'...All of us from the time we begin to think are on an Odyssey.'
These words of Romare Bearden particularly apply to the black enigmatic figure in his cycle of collages based on Homer's epic on exhibition at the Currier Museum of Art. Here in triumph, here in hell, here suspended in air trussed to a mast, here drowning, here with the sweet Nausicaa, the wily Circe, the aggrieved Penelope, he was a man of always in or on the edge of trouble, trouble (or wrath, or mourning) being his very name.
But that black cutout, puppet-like in the midst of Bearden's exquisite collage work--his sinuous shapes, his startling juxtapositions, his subtle layerings, the rhythms of his forms and colors--is also me, is everyone.

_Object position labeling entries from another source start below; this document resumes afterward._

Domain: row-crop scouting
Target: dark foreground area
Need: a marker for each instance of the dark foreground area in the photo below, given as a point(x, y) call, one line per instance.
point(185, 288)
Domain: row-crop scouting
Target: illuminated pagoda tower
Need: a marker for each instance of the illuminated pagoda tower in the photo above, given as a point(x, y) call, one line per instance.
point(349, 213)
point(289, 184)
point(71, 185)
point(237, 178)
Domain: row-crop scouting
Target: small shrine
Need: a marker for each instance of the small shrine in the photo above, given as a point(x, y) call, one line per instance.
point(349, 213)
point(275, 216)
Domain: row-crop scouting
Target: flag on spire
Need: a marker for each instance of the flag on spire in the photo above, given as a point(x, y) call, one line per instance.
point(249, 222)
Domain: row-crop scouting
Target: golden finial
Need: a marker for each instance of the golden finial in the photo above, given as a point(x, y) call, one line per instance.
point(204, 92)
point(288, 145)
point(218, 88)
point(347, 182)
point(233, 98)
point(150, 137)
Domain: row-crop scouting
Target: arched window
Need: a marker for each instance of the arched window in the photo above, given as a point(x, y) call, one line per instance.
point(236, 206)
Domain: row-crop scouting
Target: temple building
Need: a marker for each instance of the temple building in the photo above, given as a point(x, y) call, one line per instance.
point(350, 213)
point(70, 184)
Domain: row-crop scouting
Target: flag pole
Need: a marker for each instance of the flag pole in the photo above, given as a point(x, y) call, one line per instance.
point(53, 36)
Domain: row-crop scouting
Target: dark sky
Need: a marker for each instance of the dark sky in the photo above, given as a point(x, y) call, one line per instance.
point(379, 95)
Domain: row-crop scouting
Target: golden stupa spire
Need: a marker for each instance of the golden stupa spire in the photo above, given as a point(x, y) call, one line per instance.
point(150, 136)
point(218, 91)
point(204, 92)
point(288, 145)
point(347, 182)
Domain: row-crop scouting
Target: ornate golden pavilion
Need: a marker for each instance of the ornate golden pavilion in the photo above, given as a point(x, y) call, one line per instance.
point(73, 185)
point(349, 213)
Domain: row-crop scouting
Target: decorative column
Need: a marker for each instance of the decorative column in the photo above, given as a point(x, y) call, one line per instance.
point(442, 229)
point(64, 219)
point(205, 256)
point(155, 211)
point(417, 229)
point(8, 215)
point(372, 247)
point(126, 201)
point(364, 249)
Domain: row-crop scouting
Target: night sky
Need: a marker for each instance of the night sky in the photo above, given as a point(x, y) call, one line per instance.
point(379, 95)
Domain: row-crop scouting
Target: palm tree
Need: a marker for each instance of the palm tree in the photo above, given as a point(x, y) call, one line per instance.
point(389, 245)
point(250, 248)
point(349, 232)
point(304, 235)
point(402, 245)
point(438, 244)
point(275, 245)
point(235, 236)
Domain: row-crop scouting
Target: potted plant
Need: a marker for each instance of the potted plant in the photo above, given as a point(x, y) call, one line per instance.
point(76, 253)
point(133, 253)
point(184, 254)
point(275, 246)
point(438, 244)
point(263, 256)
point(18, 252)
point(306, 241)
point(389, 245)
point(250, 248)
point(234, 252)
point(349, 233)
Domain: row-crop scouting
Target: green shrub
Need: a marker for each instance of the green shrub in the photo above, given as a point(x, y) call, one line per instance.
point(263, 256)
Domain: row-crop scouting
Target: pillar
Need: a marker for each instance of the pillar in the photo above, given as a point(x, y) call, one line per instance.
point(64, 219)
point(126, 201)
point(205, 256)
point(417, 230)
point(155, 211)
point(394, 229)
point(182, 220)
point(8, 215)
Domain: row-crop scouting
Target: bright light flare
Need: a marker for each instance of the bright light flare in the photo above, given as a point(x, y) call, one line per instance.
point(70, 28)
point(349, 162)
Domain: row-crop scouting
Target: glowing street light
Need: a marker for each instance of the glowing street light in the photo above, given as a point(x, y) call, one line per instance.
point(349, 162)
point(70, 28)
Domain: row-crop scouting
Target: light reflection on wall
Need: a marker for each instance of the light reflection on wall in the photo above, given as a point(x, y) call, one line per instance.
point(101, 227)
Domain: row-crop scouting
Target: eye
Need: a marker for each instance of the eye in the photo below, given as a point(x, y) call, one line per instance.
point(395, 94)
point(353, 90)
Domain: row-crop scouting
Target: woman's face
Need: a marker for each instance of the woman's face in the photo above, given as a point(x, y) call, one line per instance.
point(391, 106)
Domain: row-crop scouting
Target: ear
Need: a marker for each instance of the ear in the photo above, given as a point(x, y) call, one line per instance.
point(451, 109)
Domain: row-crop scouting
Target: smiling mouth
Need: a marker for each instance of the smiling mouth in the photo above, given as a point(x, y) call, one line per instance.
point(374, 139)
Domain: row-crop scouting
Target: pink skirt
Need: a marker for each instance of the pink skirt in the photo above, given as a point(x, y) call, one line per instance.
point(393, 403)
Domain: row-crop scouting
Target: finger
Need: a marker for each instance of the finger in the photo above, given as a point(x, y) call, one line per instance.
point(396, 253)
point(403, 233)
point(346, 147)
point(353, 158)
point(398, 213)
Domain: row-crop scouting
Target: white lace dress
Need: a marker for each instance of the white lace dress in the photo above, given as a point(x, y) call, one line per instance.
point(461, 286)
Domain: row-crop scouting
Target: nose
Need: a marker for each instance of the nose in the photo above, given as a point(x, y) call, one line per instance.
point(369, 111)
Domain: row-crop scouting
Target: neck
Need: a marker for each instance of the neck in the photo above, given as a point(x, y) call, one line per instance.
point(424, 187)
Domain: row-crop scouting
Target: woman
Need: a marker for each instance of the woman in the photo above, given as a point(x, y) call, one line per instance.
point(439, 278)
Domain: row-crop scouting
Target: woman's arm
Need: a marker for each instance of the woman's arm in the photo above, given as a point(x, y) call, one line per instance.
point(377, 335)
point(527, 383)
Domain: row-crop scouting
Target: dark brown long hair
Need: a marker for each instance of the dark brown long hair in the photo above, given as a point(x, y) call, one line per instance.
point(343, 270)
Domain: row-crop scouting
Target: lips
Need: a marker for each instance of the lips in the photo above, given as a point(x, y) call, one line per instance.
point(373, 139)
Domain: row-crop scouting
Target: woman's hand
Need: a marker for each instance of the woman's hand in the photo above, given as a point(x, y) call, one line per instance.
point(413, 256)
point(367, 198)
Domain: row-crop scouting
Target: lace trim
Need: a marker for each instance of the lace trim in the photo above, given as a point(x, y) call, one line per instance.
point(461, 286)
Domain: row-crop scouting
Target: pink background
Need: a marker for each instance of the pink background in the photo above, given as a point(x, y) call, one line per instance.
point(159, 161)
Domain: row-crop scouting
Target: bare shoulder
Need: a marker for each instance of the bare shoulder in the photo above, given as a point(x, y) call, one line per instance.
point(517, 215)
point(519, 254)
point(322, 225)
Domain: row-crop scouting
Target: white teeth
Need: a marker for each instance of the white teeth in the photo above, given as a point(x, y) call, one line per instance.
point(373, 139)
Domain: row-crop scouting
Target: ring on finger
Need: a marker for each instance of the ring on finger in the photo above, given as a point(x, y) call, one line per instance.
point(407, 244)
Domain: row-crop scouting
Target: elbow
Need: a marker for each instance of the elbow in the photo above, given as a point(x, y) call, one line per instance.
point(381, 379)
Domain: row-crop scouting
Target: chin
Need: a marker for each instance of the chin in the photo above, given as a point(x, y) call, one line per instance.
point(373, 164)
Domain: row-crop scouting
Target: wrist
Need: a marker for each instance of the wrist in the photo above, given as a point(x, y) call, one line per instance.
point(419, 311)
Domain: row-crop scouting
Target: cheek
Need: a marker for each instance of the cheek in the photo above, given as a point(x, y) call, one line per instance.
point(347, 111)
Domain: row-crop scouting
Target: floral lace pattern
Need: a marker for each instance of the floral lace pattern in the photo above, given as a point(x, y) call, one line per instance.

Trouble is part of life, inevitably. Get used to it.
What did you artists of this weekend say to me? From Sibelius' 2nd Symphony on Friday building through constant iterations to a triumph tremendous but exhausted, to the man on the run in Khemiri's Invasion Saturday, to Bearden's hero yesterday for whom the only trouble worse than going home would be not doing so, what did I hear you saying?
A friend said to me recently 'I need to find a way to engage with life.' In spite of trouble, perhaps because of trouble, these artists found engagement in the expression of particular odysseys, each one ultimately their own. Could that be for you, my friend?